Link Search Menu Expand Document
previousnext

5: Information as Entropy

Published on 2024-01-30

Preparatory Readings:

Table of contents

  1. Review and Introduction
  2. Information as Entropy
    1. Example 1:
    2. Example 2:
  3. Application: Beyond visual encoding.

Review and Introduction

Claude Shannon is famous for his article titled “A mathematical theory of communication” in which he came up with the idea of “information” as entropy.

Concretely, Shannon was faced with the challenge of trying to think of messages or information in the most compressed form possible without loss.

For example, he asked: what is the minimal amount of information required to transmit a voice recording so that the sound could be re-produced?

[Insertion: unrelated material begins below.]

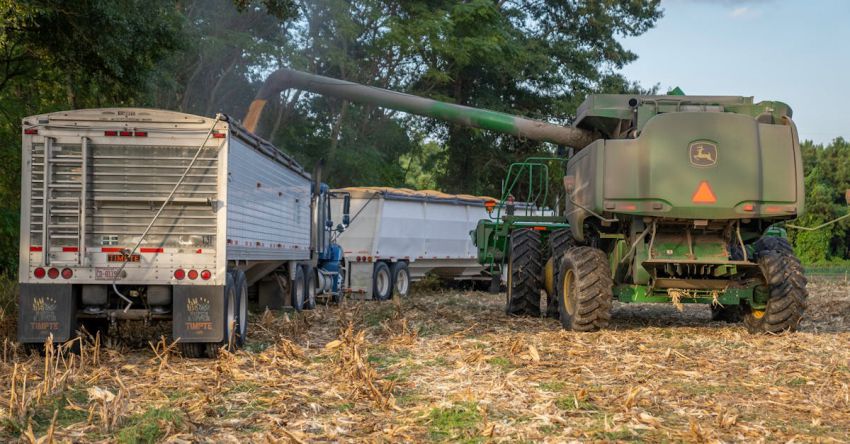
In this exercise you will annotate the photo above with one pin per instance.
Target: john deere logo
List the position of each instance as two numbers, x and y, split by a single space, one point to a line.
703 154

A voice recording is not actually sound, but the re-encoding of information from one form of difference into a new form of difference, such that it can be re-encoded back into sound waves at the end of transmission. Shannon’s question is: what is the minimum amount of difference required in order to successfully complete this re-encoding back into sound waves.

In the same way, the “storage” of a pdf on your hard drive (containing a visually encoded page layout), is not actually the saving of an image or “look”. It is the storage of something called “information” in such a way that the “look” you experienced when you saved the file can be “reproduced” or “reconstructed” when you open it again. What you are saving is a really a series of differences that when given to a particular application (your pdf viewer) a visual presentation can be re-assembled. (Think about how similar this is to the Jacquard loom.)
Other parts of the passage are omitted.